The UK is still reeling from the effects of Covid-19, the virus that has outfoxed and baffled the best international scientific minds and I am sure that the ramifications of both the disease and lockdown will be an on-going challenge for the foreseeable future. We have to acknowledge that pathogens will not go away, in fact viruses and bacteria are becoming stronger and more resilient to scientific intervention. I believe the reason for this is two-fold: the powerful survival instinct that is deeply embedded in all of nature, gives pathogens the ability to mutate rapidly when they are under threat; and our immune systems have become weakened by modern day lifestyles - pollutants, pharmaceuticals, poor nutrition, and stress to name but a few, all of which makes us vulnerable to disease.

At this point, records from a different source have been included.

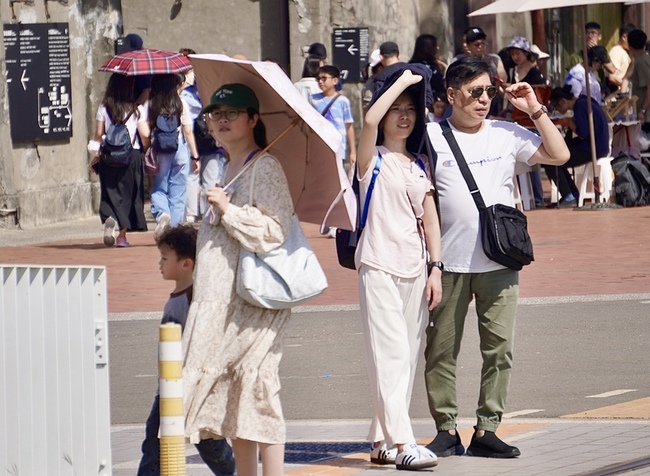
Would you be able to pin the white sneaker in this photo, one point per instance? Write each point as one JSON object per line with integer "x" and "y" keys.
{"x": 382, "y": 455}
{"x": 109, "y": 231}
{"x": 415, "y": 457}
{"x": 162, "y": 225}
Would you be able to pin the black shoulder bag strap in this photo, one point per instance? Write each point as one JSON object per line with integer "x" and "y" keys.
{"x": 462, "y": 164}
{"x": 329, "y": 105}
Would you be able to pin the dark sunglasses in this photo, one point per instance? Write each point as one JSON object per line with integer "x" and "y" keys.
{"x": 230, "y": 114}
{"x": 477, "y": 91}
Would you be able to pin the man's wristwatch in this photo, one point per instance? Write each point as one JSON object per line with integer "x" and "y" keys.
{"x": 435, "y": 264}
{"x": 538, "y": 114}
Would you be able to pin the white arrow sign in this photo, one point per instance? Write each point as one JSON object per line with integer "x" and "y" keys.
{"x": 24, "y": 80}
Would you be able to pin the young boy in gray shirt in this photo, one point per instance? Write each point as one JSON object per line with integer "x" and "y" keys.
{"x": 177, "y": 247}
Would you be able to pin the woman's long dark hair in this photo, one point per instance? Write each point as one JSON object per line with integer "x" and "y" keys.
{"x": 118, "y": 97}
{"x": 164, "y": 97}
{"x": 414, "y": 142}
{"x": 259, "y": 131}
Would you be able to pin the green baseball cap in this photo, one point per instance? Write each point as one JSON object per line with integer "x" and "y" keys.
{"x": 236, "y": 96}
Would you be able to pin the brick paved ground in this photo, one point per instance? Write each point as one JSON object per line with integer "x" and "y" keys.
{"x": 577, "y": 253}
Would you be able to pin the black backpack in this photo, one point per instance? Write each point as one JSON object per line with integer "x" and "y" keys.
{"x": 165, "y": 134}
{"x": 205, "y": 143}
{"x": 631, "y": 181}
{"x": 117, "y": 146}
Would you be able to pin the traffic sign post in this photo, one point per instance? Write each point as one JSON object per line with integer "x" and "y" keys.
{"x": 350, "y": 53}
{"x": 38, "y": 81}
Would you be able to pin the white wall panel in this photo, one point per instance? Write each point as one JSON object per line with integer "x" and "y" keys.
{"x": 54, "y": 379}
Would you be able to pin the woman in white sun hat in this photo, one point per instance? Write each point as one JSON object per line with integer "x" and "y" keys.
{"x": 525, "y": 69}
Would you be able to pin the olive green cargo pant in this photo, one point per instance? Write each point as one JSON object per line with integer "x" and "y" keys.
{"x": 496, "y": 295}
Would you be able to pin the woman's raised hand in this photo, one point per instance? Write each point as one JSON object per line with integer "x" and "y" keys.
{"x": 410, "y": 77}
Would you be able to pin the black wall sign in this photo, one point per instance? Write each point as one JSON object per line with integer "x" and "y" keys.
{"x": 350, "y": 52}
{"x": 38, "y": 81}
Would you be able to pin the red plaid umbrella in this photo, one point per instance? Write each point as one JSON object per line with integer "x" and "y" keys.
{"x": 147, "y": 61}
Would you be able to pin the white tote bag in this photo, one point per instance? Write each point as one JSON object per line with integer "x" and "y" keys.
{"x": 281, "y": 278}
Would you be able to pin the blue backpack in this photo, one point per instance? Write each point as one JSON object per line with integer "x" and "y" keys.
{"x": 165, "y": 135}
{"x": 117, "y": 146}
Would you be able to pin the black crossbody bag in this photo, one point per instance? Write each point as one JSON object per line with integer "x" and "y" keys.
{"x": 504, "y": 229}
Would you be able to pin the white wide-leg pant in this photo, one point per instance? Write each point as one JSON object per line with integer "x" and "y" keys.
{"x": 394, "y": 314}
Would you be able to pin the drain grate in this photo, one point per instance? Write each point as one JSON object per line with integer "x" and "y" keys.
{"x": 311, "y": 452}
{"x": 308, "y": 452}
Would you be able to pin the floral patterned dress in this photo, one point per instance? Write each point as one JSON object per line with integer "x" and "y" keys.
{"x": 232, "y": 350}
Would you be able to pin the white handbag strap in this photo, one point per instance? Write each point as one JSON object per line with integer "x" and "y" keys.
{"x": 252, "y": 186}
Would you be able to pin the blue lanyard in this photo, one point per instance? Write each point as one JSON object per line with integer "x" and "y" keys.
{"x": 375, "y": 173}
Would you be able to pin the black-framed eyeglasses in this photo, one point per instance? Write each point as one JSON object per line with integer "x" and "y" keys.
{"x": 477, "y": 91}
{"x": 230, "y": 114}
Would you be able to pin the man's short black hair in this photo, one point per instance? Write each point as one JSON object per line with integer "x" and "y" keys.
{"x": 465, "y": 70}
{"x": 559, "y": 93}
{"x": 180, "y": 239}
{"x": 626, "y": 29}
{"x": 333, "y": 71}
{"x": 636, "y": 39}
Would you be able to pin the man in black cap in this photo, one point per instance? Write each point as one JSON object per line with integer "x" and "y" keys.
{"x": 475, "y": 44}
{"x": 389, "y": 56}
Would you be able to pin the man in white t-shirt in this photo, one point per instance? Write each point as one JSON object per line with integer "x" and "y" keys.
{"x": 621, "y": 60}
{"x": 491, "y": 149}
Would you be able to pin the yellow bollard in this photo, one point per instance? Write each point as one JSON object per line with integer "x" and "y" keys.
{"x": 172, "y": 416}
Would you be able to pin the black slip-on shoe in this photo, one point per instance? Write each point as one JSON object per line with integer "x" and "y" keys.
{"x": 446, "y": 444}
{"x": 490, "y": 446}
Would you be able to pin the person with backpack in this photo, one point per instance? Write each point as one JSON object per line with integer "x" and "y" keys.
{"x": 577, "y": 140}
{"x": 212, "y": 159}
{"x": 118, "y": 150}
{"x": 167, "y": 114}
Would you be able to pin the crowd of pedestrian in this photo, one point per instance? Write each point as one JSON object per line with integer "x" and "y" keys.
{"x": 421, "y": 261}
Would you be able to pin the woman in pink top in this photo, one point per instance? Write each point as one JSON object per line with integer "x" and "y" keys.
{"x": 395, "y": 291}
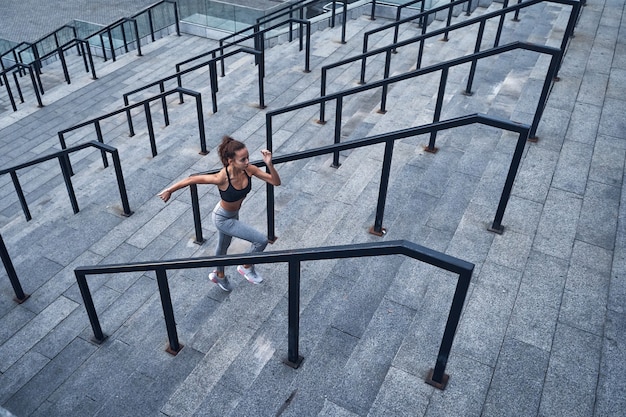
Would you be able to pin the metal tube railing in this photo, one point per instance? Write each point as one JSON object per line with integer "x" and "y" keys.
{"x": 20, "y": 296}
{"x": 481, "y": 20}
{"x": 145, "y": 104}
{"x": 294, "y": 258}
{"x": 496, "y": 226}
{"x": 63, "y": 158}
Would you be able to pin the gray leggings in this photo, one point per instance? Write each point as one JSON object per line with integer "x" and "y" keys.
{"x": 229, "y": 226}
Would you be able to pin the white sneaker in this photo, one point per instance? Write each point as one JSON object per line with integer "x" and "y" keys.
{"x": 222, "y": 282}
{"x": 250, "y": 274}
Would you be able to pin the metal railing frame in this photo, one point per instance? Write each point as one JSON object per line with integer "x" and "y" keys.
{"x": 145, "y": 104}
{"x": 133, "y": 21}
{"x": 389, "y": 139}
{"x": 444, "y": 67}
{"x": 480, "y": 20}
{"x": 63, "y": 158}
{"x": 34, "y": 78}
{"x": 212, "y": 78}
{"x": 82, "y": 45}
{"x": 34, "y": 70}
{"x": 20, "y": 296}
{"x": 259, "y": 41}
{"x": 436, "y": 376}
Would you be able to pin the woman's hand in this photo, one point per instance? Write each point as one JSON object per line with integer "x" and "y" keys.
{"x": 165, "y": 194}
{"x": 267, "y": 157}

So the challenge we now face is to consider how best to help our bodies deal with the effects and symptoms of disease, as well as supporting and regenerating our immune systems - indeed all the systems of the body. Whilst in the past we have focused on strengthening the immune system, Covid-19 has introduced another dimension to consider: this disease over stimulates the immune system where it attacks the tissue of the lungs. The objective, therefore, is not to stimulate the immune system; it is to support it in a balanced way so as not to prompt an inflammatory response.


It is therefore glaringly obvious to me that we need to find tools to support all aspects of physical health and emotional wellbeing in an integrated way, with the emphasis most definitely on prevention. Unlike pharmaceuticals that target the disease or the symptoms, natural therapies when practiced professionally, are well placed to support, regenerate and balance all the systems of the body, including emotional wellness, at the same time as directly addressing symptoms. This is a perfect strategy to maintain the health of the population, which in my opinion cannot be achieved with pharmaceuticals alone.  

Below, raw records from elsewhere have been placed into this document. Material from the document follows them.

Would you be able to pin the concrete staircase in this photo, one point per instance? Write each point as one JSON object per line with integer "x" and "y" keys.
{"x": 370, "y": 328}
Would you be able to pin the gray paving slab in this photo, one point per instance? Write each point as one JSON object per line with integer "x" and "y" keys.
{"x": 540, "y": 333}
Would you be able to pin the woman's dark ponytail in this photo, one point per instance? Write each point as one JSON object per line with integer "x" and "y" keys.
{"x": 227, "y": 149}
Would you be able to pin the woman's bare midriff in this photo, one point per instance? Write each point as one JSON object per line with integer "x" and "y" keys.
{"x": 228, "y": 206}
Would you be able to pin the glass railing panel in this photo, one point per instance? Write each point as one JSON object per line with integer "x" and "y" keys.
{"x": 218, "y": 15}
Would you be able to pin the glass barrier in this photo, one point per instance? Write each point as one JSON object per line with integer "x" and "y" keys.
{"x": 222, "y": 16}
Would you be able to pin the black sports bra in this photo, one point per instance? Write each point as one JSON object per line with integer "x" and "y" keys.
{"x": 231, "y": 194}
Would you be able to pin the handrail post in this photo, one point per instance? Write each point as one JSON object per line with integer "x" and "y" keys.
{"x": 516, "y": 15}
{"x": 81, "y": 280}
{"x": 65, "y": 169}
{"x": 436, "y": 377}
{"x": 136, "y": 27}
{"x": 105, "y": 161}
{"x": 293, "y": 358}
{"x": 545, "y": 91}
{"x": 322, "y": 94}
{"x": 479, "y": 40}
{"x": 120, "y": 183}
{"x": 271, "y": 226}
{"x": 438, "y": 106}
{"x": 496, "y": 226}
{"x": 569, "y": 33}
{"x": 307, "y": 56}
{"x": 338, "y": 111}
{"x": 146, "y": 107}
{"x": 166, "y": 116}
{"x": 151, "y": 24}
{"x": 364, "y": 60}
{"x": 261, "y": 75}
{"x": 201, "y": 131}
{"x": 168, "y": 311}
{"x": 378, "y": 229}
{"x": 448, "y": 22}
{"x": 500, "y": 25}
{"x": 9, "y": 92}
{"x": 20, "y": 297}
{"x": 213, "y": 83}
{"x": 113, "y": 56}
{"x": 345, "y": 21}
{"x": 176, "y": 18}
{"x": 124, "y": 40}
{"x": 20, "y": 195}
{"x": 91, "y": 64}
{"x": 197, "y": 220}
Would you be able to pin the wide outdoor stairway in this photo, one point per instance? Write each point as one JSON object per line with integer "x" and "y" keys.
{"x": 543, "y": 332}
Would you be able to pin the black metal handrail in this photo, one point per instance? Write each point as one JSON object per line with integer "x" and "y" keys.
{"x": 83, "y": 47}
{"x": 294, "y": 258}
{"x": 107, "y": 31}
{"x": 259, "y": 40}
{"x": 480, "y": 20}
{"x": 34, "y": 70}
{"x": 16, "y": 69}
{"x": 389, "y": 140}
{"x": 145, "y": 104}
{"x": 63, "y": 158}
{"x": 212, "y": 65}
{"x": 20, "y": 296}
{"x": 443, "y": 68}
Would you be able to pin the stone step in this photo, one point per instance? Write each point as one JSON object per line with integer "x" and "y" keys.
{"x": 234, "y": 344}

I designed Alchemical Transformation Programmes™ to incorporate specific natural remedies that have been produced alchemically, into a system that embraces and integrates all levels of health - physical, mental, emotional and spiritual. Clinical Aromatherapy is one of the therapies I use in my practice. However, unlike other more enlightened countries in Europe, there is a shortage of professional information and knowledge available to the general public in the UK that expresses the true therapeutic benefits of essential oils. The emphasis has veered towards fragrance rather than therapeutic. In the last ten years aromatherapy has become more associated with beauty and pampering treatments or products with which to fragrance your home. I am a practitioner of natural therapies with nearly 40 years experience, and I feel that I now need to debunk some myths that have evolved over the decades, to set the record straight, and put Clinical Aromatherapy back onto the professional platform it deserves. 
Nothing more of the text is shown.